Heretic 1.2: 70% VRAM Reduction via Quantization and MPOA Explained

Overview

When running local LLMs, VRAM shortage remains the biggest bottleneck. Abliteration (censorship removal) of large models typically requires loading the full model in full precision, consuming tens of gigabytes of VRAM.

In February 2026, Heretic 1.2 was released. Earning 268 points on Reddit r/LocalLLaMA, it received strong community recognition. This version introduces up to 70% VRAM reduction through 4-bit quantization and a new abliteration technique called Magnitude-Preserving Orthogonal Ablation (MPOA).

What Is Heretic

Heretic is a tool that automatically removes censorship (safety alignment) from transformer-based language models.
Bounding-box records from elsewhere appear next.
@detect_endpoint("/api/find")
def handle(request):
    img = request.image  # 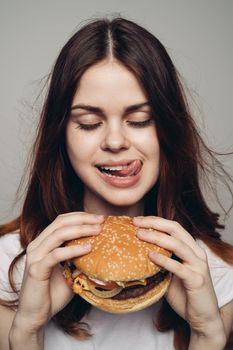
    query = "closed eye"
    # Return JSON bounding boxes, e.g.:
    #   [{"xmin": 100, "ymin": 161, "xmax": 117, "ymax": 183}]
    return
[
  {"xmin": 77, "ymin": 118, "xmax": 154, "ymax": 131},
  {"xmin": 127, "ymin": 118, "xmax": 154, "ymax": 128}
]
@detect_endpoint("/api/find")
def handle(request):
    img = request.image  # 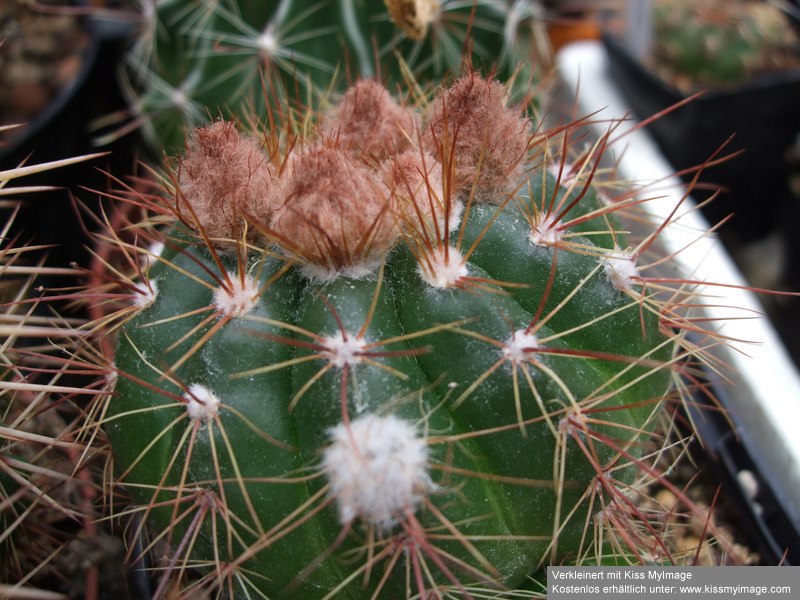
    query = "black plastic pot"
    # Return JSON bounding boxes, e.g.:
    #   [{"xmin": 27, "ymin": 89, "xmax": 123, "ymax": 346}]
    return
[
  {"xmin": 603, "ymin": 35, "xmax": 800, "ymax": 241},
  {"xmin": 603, "ymin": 35, "xmax": 800, "ymax": 376},
  {"xmin": 0, "ymin": 8, "xmax": 135, "ymax": 287}
]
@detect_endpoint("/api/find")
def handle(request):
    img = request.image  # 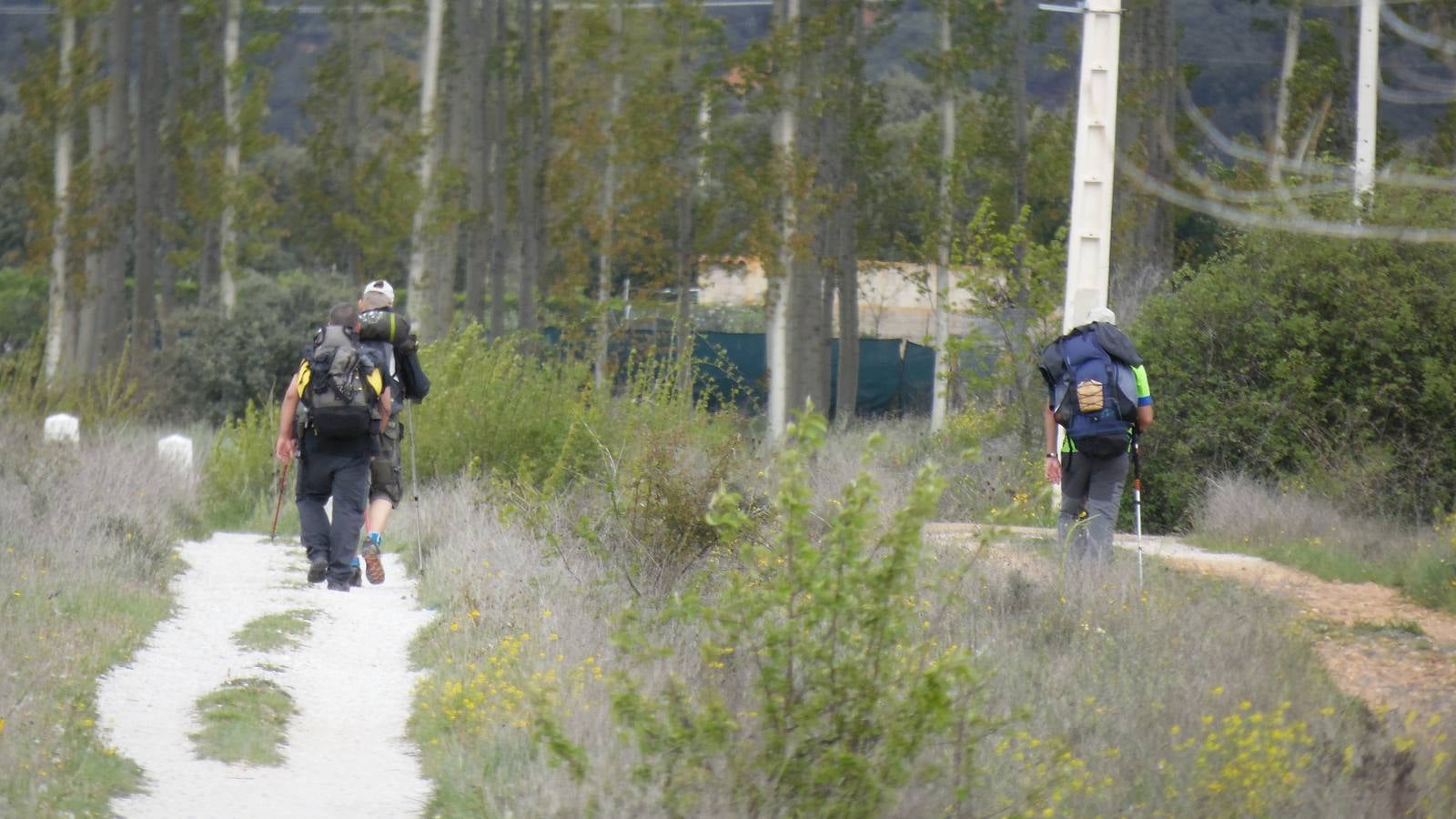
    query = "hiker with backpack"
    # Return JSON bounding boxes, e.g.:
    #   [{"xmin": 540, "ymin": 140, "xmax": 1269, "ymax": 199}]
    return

Within three months of its initial release, the community has published over 1,300 models using Heretic.

Heretic’s core technology relies on two pillars:

Directional Ablation: Removing specific directional vectors from the model to disable restrictions
TPE-based Parameter Optimization: Using Optuna to co-minimize refusal count and KL divergence

graph TD
    A[Original Model] --> B[Identify Restriction<br/>Direction Vectors]
    B --> C[Directional Ablation]
    C --> D[Optuna Parameter<br/>Optimization]
    D --> E{Quality Check}
    E -->|Low Refusal + Low KL| F[High-Quality<br/>Unrestricted Model]
    E -->|Insufficient Quality| D

70% VRAM Reduction: LoRA-Based Quantization Engine

The Previous Challenge

Traditional abliteration required loading the entire model in full precision (FP16/BF16) into VRAM. For a 70B parameter model, this means approximately 140GB of VRAM. Unlike hardware-level approaches such as NVFP4 quantization, Heretic addresses the same problem at the software layer.

The New Approach

Heretic 1.2 introduces a LoRA-based abliteration engine implemented by contributor accemlcc.

# Heretic configuration example
quantization: bnb_4bit    # Enable 4-bit quantization
orthogonalize_direction: true  # Enable MPOA
row_normalization: full        # Row normalization

Here’s how this approach works:

4-bit Quantized Loading: Using bitsandbytes to load the model in 4-bit, reducing VRAM usage by up to 70%
LoRA Adapter Optimization: PEFT-based optimization of abliteration parameters in the quantized state
Full Precision Export: Re-loading the original model in system RAM and applying the optimized LoRA adapter

graph LR
    A[Model<br/>FP16 140GB] -->|4-bit Quantize| B[Quantized Model<br/>4-bit ~35GB]
    B -->|LoRA Optimization| C[LoRA Adapter<br/>Few MB]
    D[Original Model<br/>System RAM] -->|Apply LoRA| E[Unrestricted Model<br/>FP16 Full Precision]
    C --> E

Real-World VRAM Comparison

Model Size	Traditional	Heretic 1.2 (4-bit)	Reduction
7B	~14GB	~4.2GB	70%
13B	~26GB	~7.8GB	70%
70B	~140GB	~42GB	70%

Consumer GPUs (RTX 4090, 24GB VRAM) can now process 13B-class models.

MPOA: A New Technique for High-Quality Abliteration

What Is Magnitude-Preserving Orthogonal Ablation

MPOA is an abliteration technique developed by Jim Lai that minimizes quality degradation compared to conventional methods.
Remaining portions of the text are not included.